A entrada do grupo extremista libanês Hezbollah no conflito no Oriente Médio, em solidariedade ao Irã, desencadeou um alerta na Polícia Federal para o risco de atentados no Brasil. A PF monitora grupos simpatizantes do Hezbollah no país — especialmente familiares de integrantes do grupo — e intensificou a vigilância sobre movimentações nas proximidades de embaixadas e consulados de Israel e dos Estados Unidos.
Durante o fim de semana, ataques coordenados de Estados Unidos e Israel ao Irã resultaram na morte do líder supremo do país, aiatolá, Ali Khamenei. Desde então, o Irã revidou com ataques a países da região, como Bahrein, Emirados Árabes e Arábia Saudita. De sua base no Líbano, o Hezbollah fez ataques a Israel.
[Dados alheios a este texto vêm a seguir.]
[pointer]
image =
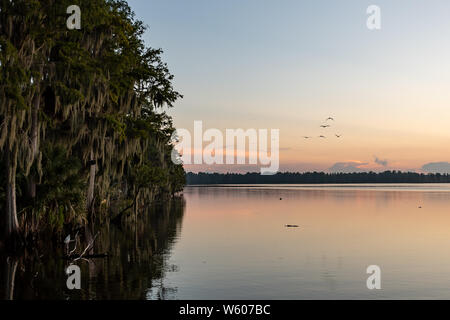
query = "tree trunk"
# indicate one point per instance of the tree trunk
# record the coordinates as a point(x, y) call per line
point(10, 277)
point(91, 188)
point(11, 222)
point(34, 142)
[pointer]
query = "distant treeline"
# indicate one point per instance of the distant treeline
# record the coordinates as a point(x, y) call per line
point(315, 177)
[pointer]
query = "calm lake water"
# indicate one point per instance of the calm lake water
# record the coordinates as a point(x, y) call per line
point(230, 242)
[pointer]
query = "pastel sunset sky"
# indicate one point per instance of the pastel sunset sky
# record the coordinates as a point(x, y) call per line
point(291, 64)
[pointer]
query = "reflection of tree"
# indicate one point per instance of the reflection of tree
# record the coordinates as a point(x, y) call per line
point(136, 265)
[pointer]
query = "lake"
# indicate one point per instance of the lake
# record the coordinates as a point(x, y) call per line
point(231, 242)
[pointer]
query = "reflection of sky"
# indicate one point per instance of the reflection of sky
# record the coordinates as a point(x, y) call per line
point(234, 244)
point(291, 64)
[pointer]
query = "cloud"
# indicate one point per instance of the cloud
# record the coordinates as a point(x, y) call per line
point(383, 163)
point(436, 167)
point(348, 167)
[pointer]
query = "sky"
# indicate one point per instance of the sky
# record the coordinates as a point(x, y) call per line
point(291, 64)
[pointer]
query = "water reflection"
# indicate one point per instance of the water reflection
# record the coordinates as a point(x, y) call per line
point(134, 269)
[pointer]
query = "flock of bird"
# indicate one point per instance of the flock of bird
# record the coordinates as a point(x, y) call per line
point(325, 126)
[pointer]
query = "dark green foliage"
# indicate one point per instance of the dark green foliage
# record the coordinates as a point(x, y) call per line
point(72, 100)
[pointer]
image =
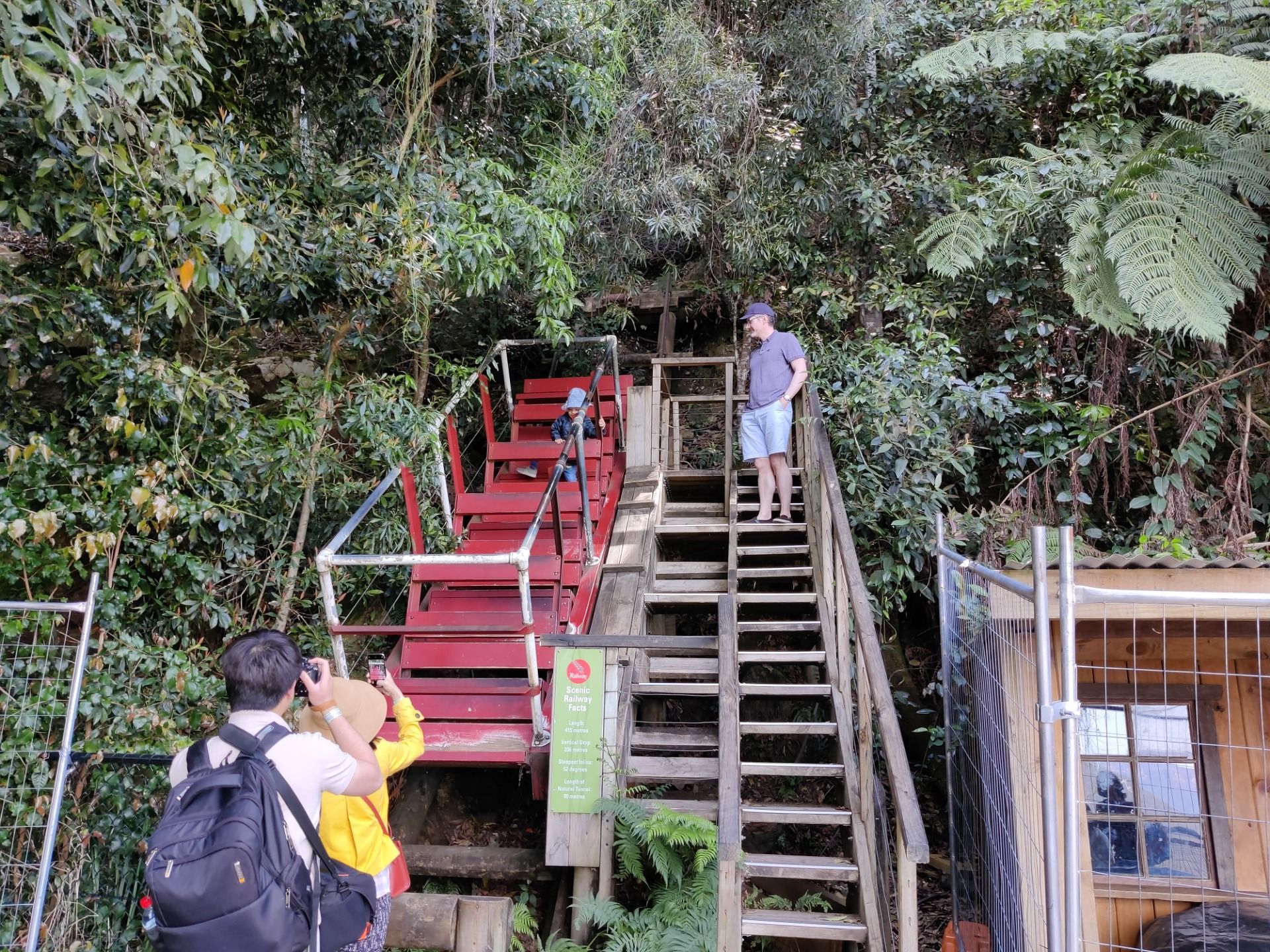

Células de apoio ao Hezbollah no Brasil já foram alvo da Polícia Federal. No ano passado, a operação Trapiche mirou uma rede de suporte ao grupo extremista comandada por Mohamad Khir, apontado como um dos principais recrutadores do Hezbollah no país. Ele está foragido há quase dois anos.
Segundo fontes próximas ao caso ouvidas pelo Bastidor, não foi identificado qualquer planejamento de atentado contra o país. O governo Lula condenou ataques dos Estados Unidos e de Israel ao Irã. Ainda assim, de acordo com relatos de investigadores, existe a possibilidade de o Hezbollah tentar retaliar por meio de ataques a representações diplomáticas.
Um episódio semelhante ocorreu em 1994, na Argentina. Segundo as autoridades argentinas, o Hezbollah foi responsável pelo atentado contra a sede da Associação Mutual Israelita Argentina (AMIA), em Buenos Aires, que matou 85 pessoas.
A Polícia Federal também compartilha informações sobre suspeitos de ligação com o Hezbollah com outros países da América do Sul por meio da Ameripol, uma espécie de Interpol latino-americana. No Brasil, há monitoramento contínuo de pessoas e empresários de origem libanesa investigados por manter vínculos com o grupo extremista.